Nadie, en el siglo XIX, se preocupó nunca por diferenciar un himno lucumí de una invocación ñáñiga. Tampoco se prestaba gran interés a las supervivencias de ritos ancestrales. Se iba a lo que más directamente podía conocerse en la calle y agarrarse al paso en un día de Reyes. Negros eran todos, aunque fueran yorubas, carabalíes, fulas, minas, congos o mandingas. El 6 de enero se mezclaban. Tocaban tambores, agitaban sonajas, entrechocaban las claves. De ello se sacaba un «aire general», una impresión de conjunto, que pasaba luego a la escena o al baile, de modo esquemático y superficial. No hemos de buscar en las primeras manifestaciones de «afrocubanismo» musical las lentas y profundas melodías coreadas en el seno de los cabildos lucumíes, en la noble «despedida al sol» que cierra los plantes de potencias ñáñigas. En esta fase, la contradanza toma al negro lo más epidérmico: la obsesionante repetición de una frase, ritmando el paso de una comparsa; el tema breve y bien marcado, que vuelve y revuelve hasta la saciedad, creando una euforia física en los que avanzan a su compás. No por mera coincidencia, casi todas las contradanzas nuevas que aluden a lo negro en este período tienen aire de marcha. 38
De esta meditación se deriva una idea implícita, pero esencial: Carpentier intuye que la cultura no depende solo de las diversas creaciones artísticas, sino también de la reflexión conceptual sobre ella misma.

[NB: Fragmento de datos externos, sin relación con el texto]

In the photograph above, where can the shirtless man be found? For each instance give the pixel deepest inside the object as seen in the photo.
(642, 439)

Y ello implicaba también una comprensión científica, vale decir, antropológica, del folclor. Es desde una perspectiva etnomusical que Alejo escribe, refiriéndose a los comienzos del s. XX:
El conocimiento del folklore planteaba problemas que iban mucho más allá de una correcta interpretación de aires y de ritmos. La contradanza y la danza eran ya modelos académicos, que la música cubana había dejado tras de sí, como una serpiente en muda pierde sus viejas pieles. Solo era posible volver a ellas con una óptica que nadie podía tener todavía en América, a principios de siglo.39
Solo habrá, pues, una transculturación más profunda, una cabal integración, cuando la cultura cubana pueda explicar su propia dinámica y sus peculiares componentes. Y esto resulta tanto más verdadero cuanto percibe que “la tradición que acompañó la música cubana en su período de formación está muy lejos de haberse alejado de ella”.40 Es en este sentido que se pronuncia en su ensayo “Los problemas del compositor latinoamericano”, publicado el 17 de marzo de 1946 en El Nacional de Caracas que el compositor de nuestras tierras ha comprendido “que el folklore no estaba allí para ser vestido con traje de arlequín cubista, sino para hallar hondas repercusiones en su propia sensibilidad, y ofrecerle, en días de angustia creadora, milagrosas lecciones de sencillez y de sabiduría colectiva”. 41 Y ese ensayo concluye con una verdadera declaración de principios a la vez sobre música latinoamericana y su encuadre mayor en la cultura del subcontinente:
Cuando el latinoamericano engola la voz, pierde la línea. Y la línea, el sentido de la línea, la presencia de la línea —melódicamente hablando—, resultan inseparables de las creaciones musicales de nuestro mundo nuevo —desde las que se derivan del romance, hasta las que se tiñeron de indio y de negro, para mayor enriquecimiento de nuestros acentos y giros nacionales.42
Su agudísima sensibilidad musical le permite transitar con plena objetividad por una serie de aspectos de la música nacional —por ejemplo, por la multiplicidad de la rumba—, pero esa misma capacidad de percibir y valorar objetivamente lo capacita para comprender que —como en toda cultura— existen también zonas de imprecisión, y por eso —sin la torpe incomodidad de un investigador marcado por el positivismo o en positivismo en cualquiera de los colores de esta postura se disfrazara durante el siglo XX— puede declarar con soltura que el son “más que un género, es una atmósfera”,43 en lo que no tan sorprendentemente parece acercarse a la entonación fundamental de Lo cubano a la poesía: es que, sin mengua de su fuerte perspectiva antropológica, Carpentier sabe muy bien que la cultura no consiste solo en códigos y reglas, sino también en comunicación y expresión vivientes y, por ende, por momento difusas, evanescentes y vivaces. Esa misma sensibilidad le permite asomarse con eficacia a un teatro bufo cubano que en la década del setenta del s. XX cubano casi resulta satanizado por una supuesta lejanía de una crítica social “correcta” y panfletaria, la cual solo desprejuiciados estudios actuales ha venido a revelar como dogmatismo y ramplonería politiquera.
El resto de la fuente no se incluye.